Its almost summer, and that means we’re about to get to the hottest point of the year, as well as the bulk of the triathlon and cycling seasons. We’ve all experienced the monotonous trudging through the triple digit temperature days come July and August, and had that one race where it was so hot you just wanted to jump into a pit of ice. Its been widely known for a while that training and racing in very high temperatures can be dangerous, so its important to know what is going on in your body in order to avoid heat stroke or dehydration. But there are also very helpful benefits that come from heat training if done properly that can give you a pretty big advantage over the competition.

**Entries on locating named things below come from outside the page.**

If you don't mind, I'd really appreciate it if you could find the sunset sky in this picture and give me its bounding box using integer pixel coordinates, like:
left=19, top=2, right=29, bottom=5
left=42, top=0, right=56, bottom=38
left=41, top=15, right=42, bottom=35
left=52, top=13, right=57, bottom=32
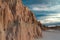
left=23, top=0, right=60, bottom=26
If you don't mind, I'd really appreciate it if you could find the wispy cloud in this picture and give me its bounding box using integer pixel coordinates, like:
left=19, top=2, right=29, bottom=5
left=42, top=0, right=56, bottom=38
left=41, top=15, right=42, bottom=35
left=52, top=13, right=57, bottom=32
left=30, top=4, right=60, bottom=11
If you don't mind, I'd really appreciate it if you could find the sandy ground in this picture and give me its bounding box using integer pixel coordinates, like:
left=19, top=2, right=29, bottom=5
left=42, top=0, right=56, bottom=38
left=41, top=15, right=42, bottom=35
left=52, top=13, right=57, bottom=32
left=36, top=30, right=60, bottom=40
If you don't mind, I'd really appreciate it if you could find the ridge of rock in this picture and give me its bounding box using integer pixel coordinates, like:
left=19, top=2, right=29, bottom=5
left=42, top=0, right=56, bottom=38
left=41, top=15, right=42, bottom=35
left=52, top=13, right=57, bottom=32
left=0, top=0, right=42, bottom=40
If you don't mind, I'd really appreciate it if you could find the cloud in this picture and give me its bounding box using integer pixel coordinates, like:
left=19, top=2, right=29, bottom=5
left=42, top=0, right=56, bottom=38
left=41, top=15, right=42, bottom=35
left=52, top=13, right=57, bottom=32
left=30, top=4, right=60, bottom=11
left=38, top=13, right=60, bottom=24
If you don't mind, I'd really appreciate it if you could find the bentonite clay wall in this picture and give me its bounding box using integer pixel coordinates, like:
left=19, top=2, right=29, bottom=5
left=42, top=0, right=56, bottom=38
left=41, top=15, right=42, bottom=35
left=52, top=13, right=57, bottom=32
left=0, top=0, right=41, bottom=40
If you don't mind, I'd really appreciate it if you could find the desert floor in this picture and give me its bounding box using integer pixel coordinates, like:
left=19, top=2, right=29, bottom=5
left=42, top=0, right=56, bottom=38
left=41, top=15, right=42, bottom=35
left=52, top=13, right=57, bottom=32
left=36, top=30, right=60, bottom=40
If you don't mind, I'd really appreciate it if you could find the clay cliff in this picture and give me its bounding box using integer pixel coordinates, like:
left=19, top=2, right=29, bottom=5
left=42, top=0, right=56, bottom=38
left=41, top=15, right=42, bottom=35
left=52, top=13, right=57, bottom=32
left=0, top=0, right=42, bottom=40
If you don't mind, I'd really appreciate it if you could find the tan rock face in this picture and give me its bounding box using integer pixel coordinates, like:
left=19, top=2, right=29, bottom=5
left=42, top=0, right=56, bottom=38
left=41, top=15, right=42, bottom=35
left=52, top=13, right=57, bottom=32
left=0, top=0, right=41, bottom=40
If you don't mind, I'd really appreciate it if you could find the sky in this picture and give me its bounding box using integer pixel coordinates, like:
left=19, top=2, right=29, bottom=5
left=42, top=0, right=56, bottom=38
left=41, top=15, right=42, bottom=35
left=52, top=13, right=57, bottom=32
left=22, top=0, right=60, bottom=26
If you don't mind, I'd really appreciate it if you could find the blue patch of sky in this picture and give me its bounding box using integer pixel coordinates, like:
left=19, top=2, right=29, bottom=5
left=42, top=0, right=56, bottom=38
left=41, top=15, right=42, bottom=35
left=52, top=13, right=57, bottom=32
left=22, top=0, right=60, bottom=25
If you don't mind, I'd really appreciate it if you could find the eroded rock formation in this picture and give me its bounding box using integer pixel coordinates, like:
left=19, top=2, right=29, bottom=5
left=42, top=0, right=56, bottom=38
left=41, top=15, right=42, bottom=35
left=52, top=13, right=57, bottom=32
left=0, top=0, right=41, bottom=40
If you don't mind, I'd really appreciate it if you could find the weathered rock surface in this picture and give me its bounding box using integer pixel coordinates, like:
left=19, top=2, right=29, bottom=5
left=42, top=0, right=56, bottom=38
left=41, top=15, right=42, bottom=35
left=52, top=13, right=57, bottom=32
left=0, top=0, right=41, bottom=40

Adverse effects of Heat Training

-Your blood flow increases. Blood circulation is how your body keeps itself cool. During hot temperatures, your body needs to circulate more blood in order to cool the body and accommodate for the exercising muscles. This causes the heart rate to increase, leading to higher heart rates at any given intensity of exercise, making an 8 minute mile feel like a 6 minute mile.
-Your sweat rate increases. This is the body’s other way of cooling itself. Sweat evaporation cools the body, but also drains the blood of a lot of its plasma, the fluid in blood. The less plasma content your body has, the thicker your blood is and the harder your body has to work to pump blood.
-The heart is under more stress. This goes back to the increased circulation. The more blood your body needs, the more the heart has to pump, leading to a higher heart rate.
-Muscles blood flow decreases. This is due to the body needing to use more blood for cooling the body. That blood is the no longer available to be used by muscles.
-Dehydration occurs faster. With excessive sweat comes fluid loss. If the fluids are not properly replenished, dehydration can occur quickly.

Benefits of heat training.

-Your body becomes better at keeping cool. The human body is incredible at adapting to differing situations. The same applies to excessive heat. With proper time to acclimatize, your body will learn what it needs to do in order to not over heat. This can include sweating more earlier in exercise, strengthening the heart in order to pump more blood, or retaining sodium from sweat loss.
-Your cardiovascular function improves. Since the heart is having to work harder during exercise, eventually this translates into improved function from a lower heart rate, increased blood plasma, and increased stroke volume.
-In the long term, exercise performance improves. This is mostly due to the previous two benefits. With the increased cardiovascular abilities and more efficient cooling, performance increases similarly to altitude training.

But how long does it take for these benefits to actually start helping? Usually it takes about 2 weeks, although each athlete is obviously a little bit different. Most research has shown that 10 days of training at low intensity in high temperatures can induce these responses. In order to acclimatize, spend these days working at very low (somewhere in the 60-70% range) intensities while taking a day off every 2 days in order to let your body recovery from the added stress. In most cases, volume will have to decrease at least a little bit depending on the athlete’s fitness. This can also be done indoors or in otherwise cooler climates by wearing excessive clothing or during the thermostat up. Just make sure you continue to hydrate properly as your body will be losing a lot more fluid to sweat.